Court of Appeals of the State of New York
Nov 29, 1979
48 N.Y.2d 455 (N.Y. 1979)

Summary

discussing formulation of medical expert's opinion regarding causation, and holding that the issue of causation was properly presented to the jury although the expert testified that he could not say with certainty that car accident was sole cause of plaintiff's condition

Summary of this case from In re Methyl Tertiary Butyl Ether

Opinion

Argued October 11, 1979

Decided November 29, 1979

Appeal from the Appellate Division of the Supreme Court in the Third Judicial Department, EDMUND L. SHEA, J.

Henry A. Fischer for appellants. Mahlon T. Clements for respondent.


In the main, this appeal requires us to consider the question, vital to the trial process, of the certainty with which the opinion of an expert witness — here a physician — must be expressed for it to have probative force.

The issue arises in a negligence suit emanating from a collision in early 1973 between a police car driven by plaintiff Lloyd Matott, a Deputy Sheriff of St. Lawrence County, and the defendants' van. The plaintiff received a verdict at the hands of the jury, and the judgment entered thereon has since been affirmed by a closely divided Appellate Division.

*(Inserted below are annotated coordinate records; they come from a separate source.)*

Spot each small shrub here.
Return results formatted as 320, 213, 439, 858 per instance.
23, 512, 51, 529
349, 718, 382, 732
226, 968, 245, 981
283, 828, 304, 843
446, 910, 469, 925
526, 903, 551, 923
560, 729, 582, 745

Pertinent is the fact that Matott, who suffered orthopedic injuries in the impact, came under the care of an osteopathic physician, Dr. Lester Millard, who promptly embarked on a course of therapy that lasted for several months after the injuries were sustained. However, though Matott was to testify that he continued to experience pain and discomfort right up to the time of trial in 1977, he only visited the doctor intermittently in the intervening years. There was also proof that, on several of these occasions starting almost two years after the 1973 accident, he complained to Dr. Millard of new injuries to parts of his body affected by the original accident. Shortly before trial, the doctor conducted an examination to evaluate the residual condition. It is on Dr. Millard's trial testimony that the controversy now focuses.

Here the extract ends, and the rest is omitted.